L’hégémonique machine devenue le lieu central de la
sociabilité du milieu éducatif est aussi fauteuse de trous pour exercices
faciles à exécuter et à corriger. Plus de rédactions maladroites, de graphies
approximatives : un mot, un vrai/faux… et voilà pourquoi nos journalistes
après un long exposé demandent à leurs interlocuteurs de répondre par un
« oui » ou un « non ». C'est que pour des élèves devenus
grands, expliciter une démarche devient difficile, quant à rédiger, il y a des
logiciels pour ça et puis si peu de temps pour examiner une…comment dites
vous ? Une copie. J’ai réunion.
« Tous les Blancs
ont une montre, mais ils n'ont jamais le temps. » Proverbe sénégalais.
………………
Dessins du « Canard Enchaîné » et de « Courrier
international » qui a repris un dessin de Gado paru dans le « Daily
Nation » de Nairobi. Sur la voiture : « politique africaine de
la France ». Sur le sac à dos : « bagage colonial ». Sur le
papier : « feuille de route ».
Superbe écrit, Guy. Vraiment, j'en suis presqu'envieuse, tellement ton style est intelligent, cultivé, pondéré, soigné.

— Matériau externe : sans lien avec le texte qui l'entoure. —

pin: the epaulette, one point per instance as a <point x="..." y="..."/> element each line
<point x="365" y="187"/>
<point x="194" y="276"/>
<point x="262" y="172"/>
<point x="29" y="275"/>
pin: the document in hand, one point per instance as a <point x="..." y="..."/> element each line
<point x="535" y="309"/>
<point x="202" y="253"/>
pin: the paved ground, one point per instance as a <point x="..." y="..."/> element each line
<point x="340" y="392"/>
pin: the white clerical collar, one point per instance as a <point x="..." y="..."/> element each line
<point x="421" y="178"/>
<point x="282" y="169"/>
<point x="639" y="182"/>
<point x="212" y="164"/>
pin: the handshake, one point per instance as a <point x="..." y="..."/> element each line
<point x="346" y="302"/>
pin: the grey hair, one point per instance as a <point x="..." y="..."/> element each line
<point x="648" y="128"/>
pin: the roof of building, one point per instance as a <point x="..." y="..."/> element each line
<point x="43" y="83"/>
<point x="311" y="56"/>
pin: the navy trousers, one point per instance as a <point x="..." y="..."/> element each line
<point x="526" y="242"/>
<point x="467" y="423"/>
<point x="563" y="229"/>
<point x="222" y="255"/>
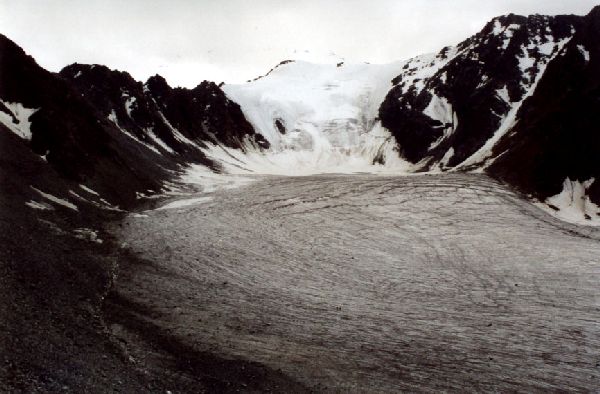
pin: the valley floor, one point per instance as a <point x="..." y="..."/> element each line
<point x="367" y="283"/>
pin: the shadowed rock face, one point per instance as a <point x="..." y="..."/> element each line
<point x="102" y="128"/>
<point x="200" y="114"/>
<point x="77" y="141"/>
<point x="558" y="133"/>
<point x="526" y="86"/>
<point x="479" y="67"/>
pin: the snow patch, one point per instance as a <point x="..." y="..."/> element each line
<point x="585" y="53"/>
<point x="572" y="204"/>
<point x="503" y="94"/>
<point x="157" y="140"/>
<point x="56" y="200"/>
<point x="113" y="118"/>
<point x="38" y="205"/>
<point x="185" y="203"/>
<point x="18" y="121"/>
<point x="87" y="234"/>
<point x="129" y="105"/>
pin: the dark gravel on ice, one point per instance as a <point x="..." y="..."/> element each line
<point x="362" y="283"/>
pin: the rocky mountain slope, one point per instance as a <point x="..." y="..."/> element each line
<point x="71" y="159"/>
<point x="518" y="100"/>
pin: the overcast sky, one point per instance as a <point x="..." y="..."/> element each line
<point x="234" y="40"/>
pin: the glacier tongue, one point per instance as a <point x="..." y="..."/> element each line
<point x="318" y="118"/>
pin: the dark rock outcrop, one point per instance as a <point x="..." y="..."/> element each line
<point x="518" y="99"/>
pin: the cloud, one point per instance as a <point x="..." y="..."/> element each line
<point x="236" y="40"/>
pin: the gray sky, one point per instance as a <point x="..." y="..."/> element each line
<point x="234" y="40"/>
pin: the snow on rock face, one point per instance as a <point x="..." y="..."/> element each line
<point x="468" y="97"/>
<point x="316" y="118"/>
<point x="573" y="204"/>
<point x="56" y="200"/>
<point x="584" y="52"/>
<point x="16" y="117"/>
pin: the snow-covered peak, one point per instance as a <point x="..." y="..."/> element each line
<point x="322" y="116"/>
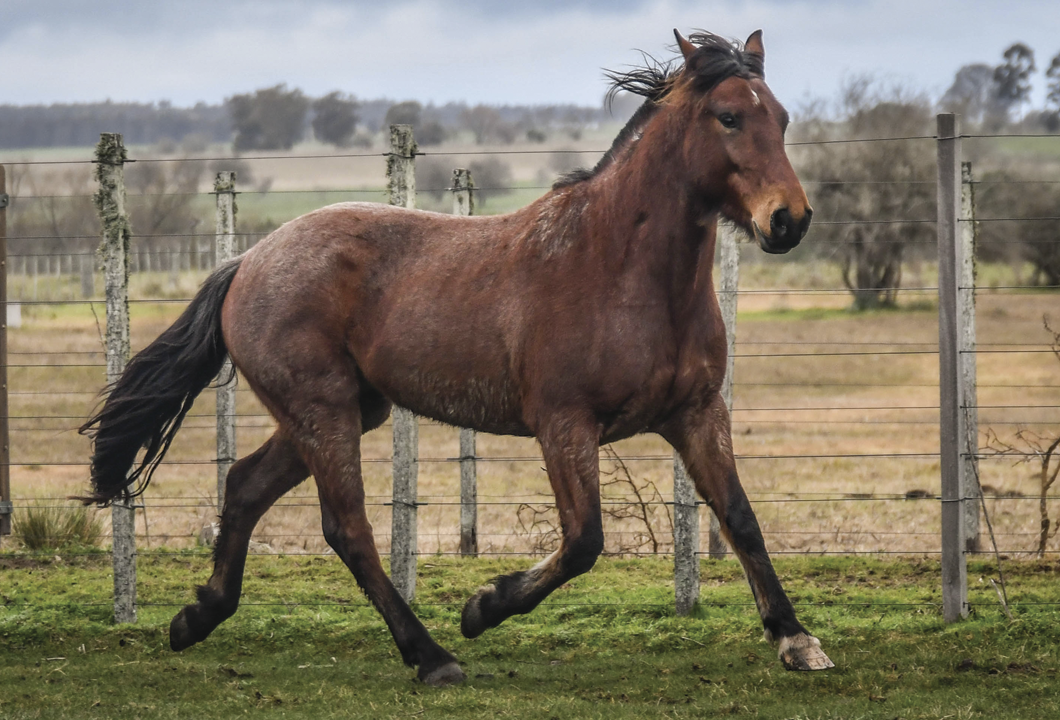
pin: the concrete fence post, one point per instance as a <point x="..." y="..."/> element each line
<point x="110" y="205"/>
<point x="729" y="257"/>
<point x="401" y="187"/>
<point x="966" y="308"/>
<point x="686" y="540"/>
<point x="951" y="417"/>
<point x="224" y="187"/>
<point x="463" y="204"/>
<point x="5" y="505"/>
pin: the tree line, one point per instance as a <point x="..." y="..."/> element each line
<point x="277" y="118"/>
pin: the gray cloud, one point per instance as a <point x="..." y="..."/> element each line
<point x="482" y="50"/>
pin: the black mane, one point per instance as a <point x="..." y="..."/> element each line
<point x="713" y="60"/>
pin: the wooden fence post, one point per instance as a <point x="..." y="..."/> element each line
<point x="5" y="506"/>
<point x="729" y="252"/>
<point x="224" y="186"/>
<point x="966" y="297"/>
<point x="951" y="417"/>
<point x="463" y="204"/>
<point x="401" y="186"/>
<point x="110" y="204"/>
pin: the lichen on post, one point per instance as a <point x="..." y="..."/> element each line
<point x="109" y="199"/>
<point x="401" y="187"/>
<point x="463" y="204"/>
<point x="224" y="187"/>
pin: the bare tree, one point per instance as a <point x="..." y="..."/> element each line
<point x="268" y="119"/>
<point x="1012" y="77"/>
<point x="335" y="119"/>
<point x="1035" y="238"/>
<point x="972" y="94"/>
<point x="1029" y="446"/>
<point x="1053" y="94"/>
<point x="875" y="193"/>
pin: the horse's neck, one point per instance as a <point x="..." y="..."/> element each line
<point x="657" y="223"/>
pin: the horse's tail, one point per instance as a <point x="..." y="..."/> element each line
<point x="145" y="406"/>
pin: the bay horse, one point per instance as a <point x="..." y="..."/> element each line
<point x="586" y="317"/>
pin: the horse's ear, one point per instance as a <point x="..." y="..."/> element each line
<point x="754" y="45"/>
<point x="686" y="48"/>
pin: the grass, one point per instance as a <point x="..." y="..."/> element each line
<point x="801" y="399"/>
<point x="41" y="526"/>
<point x="305" y="644"/>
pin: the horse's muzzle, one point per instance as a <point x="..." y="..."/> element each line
<point x="785" y="232"/>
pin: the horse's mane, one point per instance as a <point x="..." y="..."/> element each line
<point x="713" y="60"/>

RépondreSupprimerPour le temps... je me souviens du jour à la poste de Saint Egrève qu'une employée du service publique, pour... tuer le temps... alors que j'attendais au guichet, avait sorti "le temps, c'est de l'argent".
Elle l'a proféré avec les meilleures intentions du monde, cette phrase dont la banalité.. du mal..passe inaperçue.
La phrase fait partie de la catéchèse de la modernité : tu sais, ces phrases qui... n'ont pas de sujet, mais qui sont censées nous rassembler pour nous faire aller tous dans la même direction, sans nous interroger, mais avec une allure vive, de préférence, sans traîner les pieds, et sans nous arrêter pour respirer les roses en bordure de la route (quelles roses ?...).
Je lui ai répondu que cette phrase était un mensonge, qu'on pouvait regagner de l'argent, mais pas du temps, qui, une fois passé... reste derrière.
L'autre jour, à la Poste, j'ai entendu par hasard une autre de ces phrases qui illustrent la banalité du mal, et notre difficulté pour l'appréhender dans le monde moderne : "personne n'est irremplaçable".
Certes, il y a du vrai dans cette phrase qu'on peut lire "dans l'exercice de sa fonction personne n'est irremplaçable", mais... dans le lieu où la personne n'exercice pas une fonction (n'est pas donc.. fonctionnaire, ni salarié), cette personne là, en chair et en os, ou dans la particularité de son style écrit, est Unique.
Notre dernière grande guerre en Europe tournait beaucoup autour de cette problématique que nous n'avons pas dépassée, pour la simple raison qu'elle est indépassable...Elle est un paradoxe constituant de notre être au monde, social ou pas.
C'est un texte dense et mûrement réfléchi, il y aurait de quoi méditer et essayer de répondre à chaque phrase. Félicitations (nous verrons-nous un jour autour d'un café?)